The new definition of personal information will require businesses to examine the types of data it stores and how it is stored.  The expanded definition of personal information now includes taxpayer identification numbers, IRS issued identity protection personal identification numbers, passport numbers, military identification numbers or any other commonly issued government identification numbers – in conjunction with the first name or initial and last name of the individual.

Businesses storing COVID-19 vaccination records will also need consider the new definition because it expands coverage to medical information.  The expanded definition now includes medical information regarding an individual’s medical history, conditions (mental or physical), treatment, diagnosis; identifiers used by Health Insurance companies and biometric data – in conjunction with the first name or initial and last name of the individual.

The Amendments also define a breach of security as including the disclosure of a username and password combination including an e-mail address or security question and answer that would provide online access to an account.  The Amendments require, in the event of a breach of login credentials, that (1) a notice informing the person whose information was breached to promptly change their credentials on other websites using the same credentials and (2) not to rely on an email account that was part of the breach to make such notice.

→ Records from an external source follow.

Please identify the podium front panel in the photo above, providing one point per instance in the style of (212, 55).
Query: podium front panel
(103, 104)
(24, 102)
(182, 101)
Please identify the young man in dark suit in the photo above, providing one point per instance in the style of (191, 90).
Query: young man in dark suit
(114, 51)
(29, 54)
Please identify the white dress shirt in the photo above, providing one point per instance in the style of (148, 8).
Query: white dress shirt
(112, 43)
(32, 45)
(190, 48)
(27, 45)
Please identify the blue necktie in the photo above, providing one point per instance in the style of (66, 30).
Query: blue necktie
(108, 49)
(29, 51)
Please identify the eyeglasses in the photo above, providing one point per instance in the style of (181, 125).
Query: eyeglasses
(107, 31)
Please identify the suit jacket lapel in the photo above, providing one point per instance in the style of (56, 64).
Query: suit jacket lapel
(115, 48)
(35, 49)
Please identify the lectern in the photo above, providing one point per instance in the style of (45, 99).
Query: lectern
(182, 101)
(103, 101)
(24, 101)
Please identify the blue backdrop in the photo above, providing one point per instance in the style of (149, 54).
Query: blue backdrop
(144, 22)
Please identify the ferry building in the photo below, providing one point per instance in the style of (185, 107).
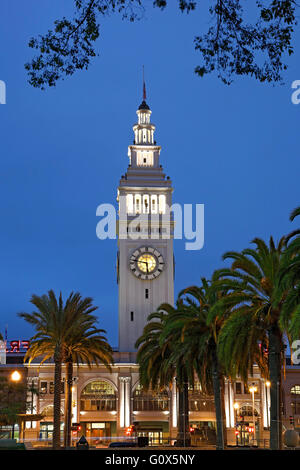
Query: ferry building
(105, 404)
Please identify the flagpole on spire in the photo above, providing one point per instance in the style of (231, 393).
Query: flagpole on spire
(144, 86)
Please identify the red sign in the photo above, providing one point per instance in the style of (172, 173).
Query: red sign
(17, 346)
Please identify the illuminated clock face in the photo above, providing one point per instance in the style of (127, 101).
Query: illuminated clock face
(146, 263)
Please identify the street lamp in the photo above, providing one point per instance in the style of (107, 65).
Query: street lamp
(15, 376)
(268, 385)
(252, 390)
(236, 407)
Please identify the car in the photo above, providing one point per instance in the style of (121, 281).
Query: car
(123, 444)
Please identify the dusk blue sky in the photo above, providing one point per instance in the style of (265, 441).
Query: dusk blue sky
(234, 149)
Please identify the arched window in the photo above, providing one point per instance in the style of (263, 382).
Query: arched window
(150, 400)
(48, 411)
(295, 399)
(198, 401)
(247, 410)
(98, 396)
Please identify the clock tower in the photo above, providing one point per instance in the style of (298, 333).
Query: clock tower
(145, 264)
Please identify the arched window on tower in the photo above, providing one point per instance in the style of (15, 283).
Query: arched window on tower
(146, 204)
(154, 204)
(129, 203)
(162, 204)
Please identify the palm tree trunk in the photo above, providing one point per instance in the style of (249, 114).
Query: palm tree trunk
(183, 437)
(57, 399)
(275, 343)
(68, 404)
(219, 401)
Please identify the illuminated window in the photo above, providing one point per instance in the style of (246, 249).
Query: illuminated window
(295, 396)
(137, 201)
(129, 203)
(154, 204)
(150, 400)
(162, 204)
(198, 401)
(98, 396)
(146, 204)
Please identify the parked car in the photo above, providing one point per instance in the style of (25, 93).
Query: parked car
(123, 444)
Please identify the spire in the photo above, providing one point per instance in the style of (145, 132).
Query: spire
(144, 104)
(144, 86)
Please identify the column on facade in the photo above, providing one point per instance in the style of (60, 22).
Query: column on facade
(74, 407)
(124, 401)
(174, 404)
(231, 409)
(32, 399)
(127, 401)
(265, 404)
(227, 407)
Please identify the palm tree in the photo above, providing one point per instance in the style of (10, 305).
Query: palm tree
(290, 315)
(198, 344)
(158, 365)
(257, 292)
(87, 345)
(58, 326)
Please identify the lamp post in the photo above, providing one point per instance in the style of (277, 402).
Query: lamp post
(268, 385)
(14, 377)
(236, 406)
(252, 390)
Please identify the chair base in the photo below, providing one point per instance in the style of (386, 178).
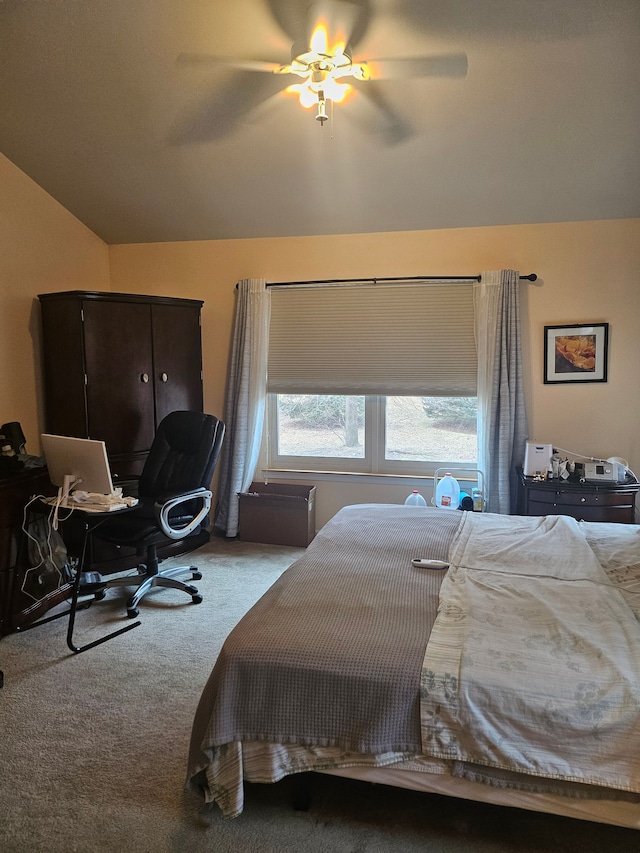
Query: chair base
(148, 580)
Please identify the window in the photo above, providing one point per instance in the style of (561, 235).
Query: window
(372, 379)
(378, 435)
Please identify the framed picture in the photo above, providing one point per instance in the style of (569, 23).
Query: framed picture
(576, 353)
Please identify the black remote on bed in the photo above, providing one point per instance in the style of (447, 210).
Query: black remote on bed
(423, 563)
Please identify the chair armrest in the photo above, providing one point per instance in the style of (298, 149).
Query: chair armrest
(166, 503)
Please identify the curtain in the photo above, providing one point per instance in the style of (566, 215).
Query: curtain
(245, 401)
(502, 420)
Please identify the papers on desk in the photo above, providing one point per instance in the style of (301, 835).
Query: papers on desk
(92, 502)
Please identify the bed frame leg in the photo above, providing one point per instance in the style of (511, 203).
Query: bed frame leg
(302, 791)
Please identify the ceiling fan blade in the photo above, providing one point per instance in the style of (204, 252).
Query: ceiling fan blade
(373, 113)
(447, 65)
(205, 59)
(220, 112)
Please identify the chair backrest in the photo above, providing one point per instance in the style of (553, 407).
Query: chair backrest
(183, 455)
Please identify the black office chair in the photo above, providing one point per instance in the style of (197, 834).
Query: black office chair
(174, 500)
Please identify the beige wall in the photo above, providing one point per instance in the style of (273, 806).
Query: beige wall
(588, 271)
(43, 248)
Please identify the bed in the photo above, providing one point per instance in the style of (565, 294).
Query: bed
(513, 677)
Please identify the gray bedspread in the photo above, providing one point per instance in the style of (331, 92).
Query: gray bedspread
(331, 654)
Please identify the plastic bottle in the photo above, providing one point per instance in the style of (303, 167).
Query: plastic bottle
(415, 499)
(448, 493)
(466, 501)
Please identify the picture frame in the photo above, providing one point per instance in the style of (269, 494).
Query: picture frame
(576, 352)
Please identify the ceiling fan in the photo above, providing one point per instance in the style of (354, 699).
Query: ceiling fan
(322, 70)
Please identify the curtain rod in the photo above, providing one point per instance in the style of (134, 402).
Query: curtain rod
(531, 277)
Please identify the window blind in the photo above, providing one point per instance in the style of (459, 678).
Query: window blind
(390, 339)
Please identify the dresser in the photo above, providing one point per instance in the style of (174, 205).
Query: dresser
(612, 502)
(115, 364)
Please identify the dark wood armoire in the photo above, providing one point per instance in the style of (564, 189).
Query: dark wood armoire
(115, 364)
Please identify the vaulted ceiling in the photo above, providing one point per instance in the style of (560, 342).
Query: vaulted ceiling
(96, 107)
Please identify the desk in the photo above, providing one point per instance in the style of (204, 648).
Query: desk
(17, 609)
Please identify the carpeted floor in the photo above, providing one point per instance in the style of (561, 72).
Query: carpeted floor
(94, 746)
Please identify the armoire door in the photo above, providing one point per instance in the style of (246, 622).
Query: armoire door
(119, 375)
(177, 358)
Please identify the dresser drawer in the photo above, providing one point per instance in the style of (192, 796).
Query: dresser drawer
(584, 512)
(576, 499)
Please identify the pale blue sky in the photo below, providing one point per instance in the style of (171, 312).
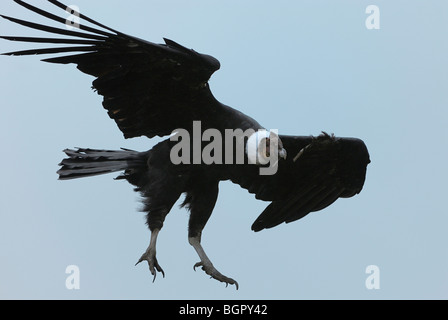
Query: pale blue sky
(297, 66)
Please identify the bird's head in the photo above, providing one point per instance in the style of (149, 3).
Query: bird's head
(264, 146)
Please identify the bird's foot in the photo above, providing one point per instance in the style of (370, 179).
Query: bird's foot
(154, 267)
(215, 274)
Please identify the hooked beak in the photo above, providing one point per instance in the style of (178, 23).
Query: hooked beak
(282, 153)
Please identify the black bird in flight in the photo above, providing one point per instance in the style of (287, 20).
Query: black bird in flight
(154, 89)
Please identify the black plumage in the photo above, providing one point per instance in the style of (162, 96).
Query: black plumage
(154, 89)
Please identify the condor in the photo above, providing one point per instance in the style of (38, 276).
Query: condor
(153, 90)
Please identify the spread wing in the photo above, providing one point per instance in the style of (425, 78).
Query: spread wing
(316, 173)
(149, 89)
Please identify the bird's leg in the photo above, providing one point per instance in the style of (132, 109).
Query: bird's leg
(206, 264)
(150, 255)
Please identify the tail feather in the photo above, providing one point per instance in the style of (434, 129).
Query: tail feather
(91, 162)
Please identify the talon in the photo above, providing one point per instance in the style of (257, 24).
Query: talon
(198, 264)
(154, 266)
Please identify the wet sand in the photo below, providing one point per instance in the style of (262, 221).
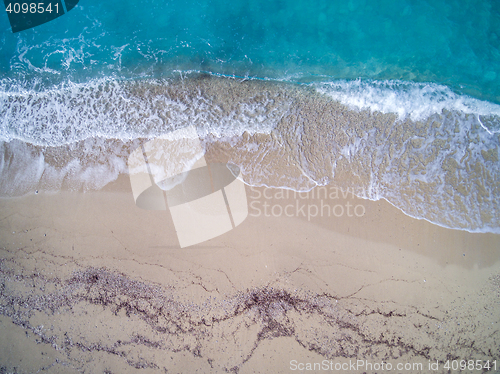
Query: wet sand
(91, 283)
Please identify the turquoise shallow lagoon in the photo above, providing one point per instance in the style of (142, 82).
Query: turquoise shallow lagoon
(455, 43)
(125, 70)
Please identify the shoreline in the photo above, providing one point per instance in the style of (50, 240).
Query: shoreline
(275, 288)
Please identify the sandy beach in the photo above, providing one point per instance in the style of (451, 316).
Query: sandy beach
(92, 283)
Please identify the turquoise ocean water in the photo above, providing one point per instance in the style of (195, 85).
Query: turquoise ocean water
(411, 58)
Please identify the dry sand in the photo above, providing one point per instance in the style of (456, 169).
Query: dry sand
(91, 283)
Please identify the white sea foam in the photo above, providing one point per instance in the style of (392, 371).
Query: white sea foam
(430, 162)
(417, 101)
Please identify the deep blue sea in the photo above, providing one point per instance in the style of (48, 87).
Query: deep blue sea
(416, 59)
(453, 43)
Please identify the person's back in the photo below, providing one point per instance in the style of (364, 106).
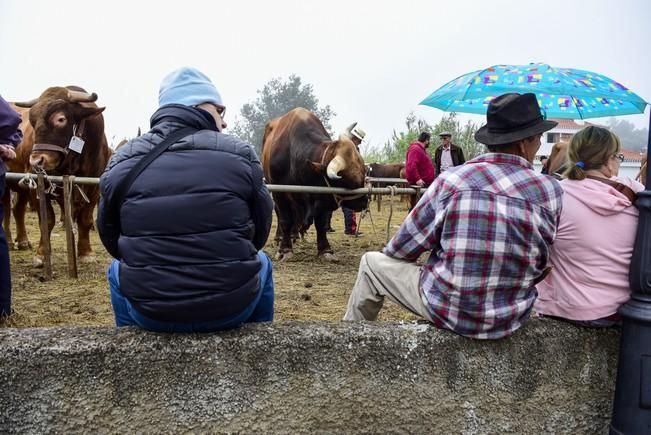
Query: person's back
(500, 217)
(192, 224)
(596, 234)
(419, 168)
(487, 226)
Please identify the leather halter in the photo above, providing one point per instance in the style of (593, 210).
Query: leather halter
(76, 131)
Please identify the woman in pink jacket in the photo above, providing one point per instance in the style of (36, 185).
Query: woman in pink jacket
(596, 233)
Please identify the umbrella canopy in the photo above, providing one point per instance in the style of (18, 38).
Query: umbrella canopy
(562, 92)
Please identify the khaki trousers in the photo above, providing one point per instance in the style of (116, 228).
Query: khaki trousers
(380, 276)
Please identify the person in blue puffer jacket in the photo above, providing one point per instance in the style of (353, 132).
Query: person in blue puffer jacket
(188, 243)
(10, 137)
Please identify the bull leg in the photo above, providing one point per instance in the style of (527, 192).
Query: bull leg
(84, 224)
(285, 223)
(322, 244)
(6, 222)
(279, 232)
(22, 199)
(40, 252)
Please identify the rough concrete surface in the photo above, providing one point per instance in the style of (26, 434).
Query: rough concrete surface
(292, 377)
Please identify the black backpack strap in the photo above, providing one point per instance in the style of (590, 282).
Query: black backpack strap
(124, 185)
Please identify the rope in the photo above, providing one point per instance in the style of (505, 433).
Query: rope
(367, 211)
(393, 192)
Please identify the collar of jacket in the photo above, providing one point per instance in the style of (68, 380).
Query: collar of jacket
(186, 115)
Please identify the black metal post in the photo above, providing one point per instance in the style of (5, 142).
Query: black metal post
(632, 406)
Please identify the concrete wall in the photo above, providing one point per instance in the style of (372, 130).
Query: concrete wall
(307, 377)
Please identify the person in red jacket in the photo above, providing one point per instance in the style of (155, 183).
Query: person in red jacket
(419, 168)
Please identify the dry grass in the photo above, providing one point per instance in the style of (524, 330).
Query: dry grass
(307, 287)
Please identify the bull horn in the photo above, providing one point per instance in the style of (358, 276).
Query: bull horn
(335, 166)
(81, 97)
(27, 104)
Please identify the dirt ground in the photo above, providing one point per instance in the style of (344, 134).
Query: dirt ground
(307, 287)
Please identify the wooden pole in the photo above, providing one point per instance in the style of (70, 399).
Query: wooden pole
(45, 229)
(67, 222)
(378, 198)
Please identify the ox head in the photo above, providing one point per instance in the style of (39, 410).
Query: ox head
(57, 115)
(343, 166)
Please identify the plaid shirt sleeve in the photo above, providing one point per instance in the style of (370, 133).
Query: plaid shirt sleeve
(417, 234)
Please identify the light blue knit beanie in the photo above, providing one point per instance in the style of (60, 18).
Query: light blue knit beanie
(188, 86)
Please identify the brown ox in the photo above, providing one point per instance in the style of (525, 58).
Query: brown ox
(557, 159)
(297, 149)
(56, 116)
(22, 193)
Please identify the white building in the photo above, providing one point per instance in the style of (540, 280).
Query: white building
(563, 132)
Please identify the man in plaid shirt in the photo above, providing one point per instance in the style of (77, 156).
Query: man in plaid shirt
(488, 225)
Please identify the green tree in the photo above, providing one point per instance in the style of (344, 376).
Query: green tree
(631, 137)
(276, 98)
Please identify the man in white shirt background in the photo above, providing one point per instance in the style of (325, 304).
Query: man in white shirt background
(447, 154)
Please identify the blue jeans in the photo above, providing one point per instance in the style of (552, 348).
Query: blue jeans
(260, 310)
(5, 269)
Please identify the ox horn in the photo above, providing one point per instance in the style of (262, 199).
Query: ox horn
(350, 128)
(335, 166)
(27, 104)
(81, 97)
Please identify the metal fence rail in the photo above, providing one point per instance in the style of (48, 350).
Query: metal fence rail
(13, 176)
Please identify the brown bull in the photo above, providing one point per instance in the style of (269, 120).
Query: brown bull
(297, 149)
(56, 116)
(557, 160)
(22, 193)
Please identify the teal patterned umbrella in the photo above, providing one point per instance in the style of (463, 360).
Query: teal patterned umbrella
(562, 92)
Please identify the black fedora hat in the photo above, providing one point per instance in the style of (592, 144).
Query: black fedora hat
(512, 117)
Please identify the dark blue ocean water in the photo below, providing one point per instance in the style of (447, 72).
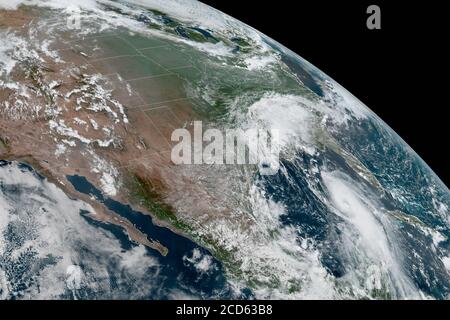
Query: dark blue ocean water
(175, 272)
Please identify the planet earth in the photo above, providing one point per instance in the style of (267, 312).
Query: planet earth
(93, 207)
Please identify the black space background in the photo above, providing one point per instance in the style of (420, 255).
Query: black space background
(401, 72)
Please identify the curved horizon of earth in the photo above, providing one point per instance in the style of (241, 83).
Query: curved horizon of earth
(92, 207)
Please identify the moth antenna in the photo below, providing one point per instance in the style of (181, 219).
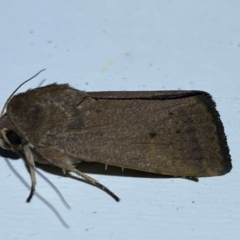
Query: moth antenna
(5, 105)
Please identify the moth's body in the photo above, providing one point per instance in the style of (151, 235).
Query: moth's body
(176, 133)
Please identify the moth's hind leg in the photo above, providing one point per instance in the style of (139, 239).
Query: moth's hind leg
(29, 160)
(64, 161)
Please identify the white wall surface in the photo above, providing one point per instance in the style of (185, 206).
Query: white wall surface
(124, 45)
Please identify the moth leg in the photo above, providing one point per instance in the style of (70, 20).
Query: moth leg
(29, 160)
(64, 161)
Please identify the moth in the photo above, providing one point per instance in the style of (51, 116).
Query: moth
(173, 133)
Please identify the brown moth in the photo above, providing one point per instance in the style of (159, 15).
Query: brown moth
(174, 133)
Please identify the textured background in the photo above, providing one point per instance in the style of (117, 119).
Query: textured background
(124, 45)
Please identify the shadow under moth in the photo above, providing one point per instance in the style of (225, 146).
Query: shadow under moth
(174, 133)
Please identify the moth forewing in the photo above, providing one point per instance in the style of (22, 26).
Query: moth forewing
(175, 133)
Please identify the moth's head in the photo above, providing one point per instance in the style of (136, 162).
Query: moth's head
(8, 137)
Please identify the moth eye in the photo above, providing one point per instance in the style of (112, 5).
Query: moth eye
(13, 138)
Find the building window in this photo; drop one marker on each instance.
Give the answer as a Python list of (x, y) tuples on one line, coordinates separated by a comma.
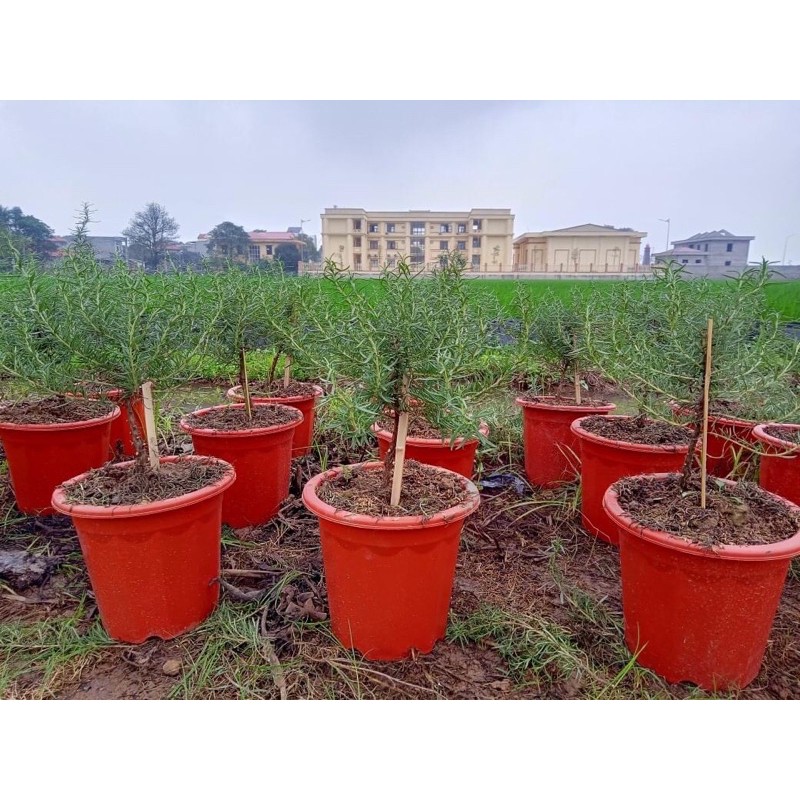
[(417, 251)]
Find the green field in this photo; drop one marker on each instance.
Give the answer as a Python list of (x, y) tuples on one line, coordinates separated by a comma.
[(783, 296)]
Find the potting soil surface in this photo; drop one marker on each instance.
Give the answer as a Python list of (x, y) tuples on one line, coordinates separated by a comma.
[(277, 389), (741, 514), (637, 430), (55, 409), (264, 415), (112, 485), (425, 491)]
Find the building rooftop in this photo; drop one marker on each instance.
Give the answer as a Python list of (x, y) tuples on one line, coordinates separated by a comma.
[(587, 228), (709, 236)]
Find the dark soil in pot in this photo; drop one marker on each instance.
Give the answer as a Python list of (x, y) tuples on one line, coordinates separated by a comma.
[(57, 409), (114, 485), (234, 418), (561, 400), (426, 491), (637, 430), (277, 389), (740, 513)]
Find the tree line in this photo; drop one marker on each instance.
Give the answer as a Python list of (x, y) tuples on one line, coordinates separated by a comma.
[(151, 233)]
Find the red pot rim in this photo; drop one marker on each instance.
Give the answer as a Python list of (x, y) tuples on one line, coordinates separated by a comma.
[(49, 426), (525, 403), (636, 447), (735, 422), (421, 441), (788, 548), (234, 392), (237, 434), (322, 509), (760, 433), (60, 503)]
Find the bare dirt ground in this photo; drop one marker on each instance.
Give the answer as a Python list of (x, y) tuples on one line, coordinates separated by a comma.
[(536, 613)]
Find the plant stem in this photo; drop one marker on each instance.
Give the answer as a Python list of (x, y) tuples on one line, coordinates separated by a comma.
[(248, 407), (706, 390)]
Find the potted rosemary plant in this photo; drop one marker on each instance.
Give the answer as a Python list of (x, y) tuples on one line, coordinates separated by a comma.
[(703, 560), (282, 305), (48, 438), (256, 438), (390, 529), (149, 528), (549, 340)]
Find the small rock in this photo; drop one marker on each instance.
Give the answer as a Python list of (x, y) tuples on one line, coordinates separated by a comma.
[(171, 667)]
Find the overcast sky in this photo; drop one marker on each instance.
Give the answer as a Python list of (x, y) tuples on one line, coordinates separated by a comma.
[(269, 164)]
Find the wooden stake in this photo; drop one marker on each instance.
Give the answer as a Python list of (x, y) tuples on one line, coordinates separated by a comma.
[(706, 390), (150, 426), (248, 406), (399, 458), (287, 372)]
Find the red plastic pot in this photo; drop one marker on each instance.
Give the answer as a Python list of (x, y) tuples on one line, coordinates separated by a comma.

The Amendments remove the limitations that required that: (1) persons subject to the Act must conduct business in Connecticut and (2) that the information subject to the Act be maintained in the ordinary course of business.  Theoretically, any business that stores personal information of a Connecticut resident is now subject to the Act.

The Amendments remove the safe harbor provision allowing for an investigation after discovery of the breach before notification.  Companies now have only sixty-days from the discovery of the breach of security to notify Connecticut residents.   The Act also now includes an ongoing notification duty to Connecticut residents as well.

The notification of affected persons may be avoided if after an “appropriate investigation” the person covered by the Act determines that no harm will befall the individual whose personal information was either acquired or accessed.  However, the sixty-day notification period still applies and any “appropriate investigation” would need to be completed before the duty to notify is triggered.  Furthermore, the Act no longer requires that the information be both acquired and accessed.  Simple acquisition is enough as well as is a brief intrusion into unencrypted protected personal information stored on a secured network.

Finally, the Amendments create a safe harbor for persons in compliance with HITECH and HIPPA privacy and security standards so long as notice to the attorney general is provided.  Materials and information provided to the attorney general are exempt from public disclosure except when provided by the attorney general to third parties for the purpose of furthering an investigation.

The Amended Data Privacy Breach Notification Act is much more onerous to comply with and best practices include having a breach notification plan that can be used at a moment’s notice, creating an inventory of personal information stored by the entity and, encrypting all personal data.  Encrypting personal information remains the best way to comply with Act but the risk of non-compliance can be high since non-compliance is considered a Connecticut Unfair Trade Practices violation which can result in compensatory and punitive damages as well as attorney’s fees.